The primary purpose of risk management is to handle the possible effects of uncertainty against specified objectives. This handling involves establishing risk treatments where effectiveness is measured by the difference in risk levels between treated and untreated risk. This difference is often referred to as, “residual risk.” It is the objective of risk managers to establish risk treatments so that residual risk is below an organization’s risk tolerance.

To accomplish this an organization first needs to know the level of risk they will, should, or can tolerate. This is defined by the level of risk below which an organization is willing to accept the positive or negative outcomes of not meeting their obligations. In other words, they will tolerate whatever happens for all risk below this level.

The next step in establishing risk treatments is to understand the nature of the compliance risk which involves evaluating the uncertainty associated with an organization’s capability to meet each obligation.


Risk is always associated with uncertainty as defined by ISO 31000 where risk is, “the effects of uncertainty on objectives.” We can therefore classify risk treatments according to the nature of this uncertainty as follows:

  • risk due to epistemic uncertainty; lack of knowledge or know how; this risk is reducible.

  • risk due to aleatory uncertainty; caused by inherent randomness or natural/common variation; this risk is irreducible.


Reducible risk is treated by buying down uncertainty to improve the probability of meeting each obligation. In some compliance domains this is called preventable risk.


Irreducible risk is treated by applying margin in the form of contingency, management reserve, buffers, insurance and other measures to mitigate the effects of the risk.

In practice, many organizations buy-down what they can afford and accept the consequences for the residual risk should it become a reality. Companies tend to consider any residual risk as if it were irreducible and treat it with margins. This begs the question of why not treat all compliance risk as irreducible which by-the-way many do.
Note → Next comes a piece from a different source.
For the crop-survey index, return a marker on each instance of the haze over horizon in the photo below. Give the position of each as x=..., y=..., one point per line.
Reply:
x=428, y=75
The answer can be found by considering the factors that contribute to an organization’s financial margin. A company's margin is significantly and negatively impacted by the cost of realized reducible compliance risk. These costs are associated with such things as defects, incidents, breaches, violations, emissions, and other non-conformance. All of these are sources of waste which for the most part can be and should be reduced or eliminated. This waste not only hurts the bottom line but also a company's reputation.

Organizations that do not address reducible will never have enough margin to pay for the effects of irreducible risk let alone fund business growth or pay out to shareholders. Saying it another way, the more a company invests in buying down reducible risk the more margin they will have to use for the things that really matter.

For the risks that are it is incumbent on risk managers to effectively buy-down this risk to avoid unnecessary and preventable waste (i.e. the effects of uncertainty), to improve margins and increase the probability of mission success. For everything else, they should ensure there is sufficient margins to cushion the effects when and if they are realized.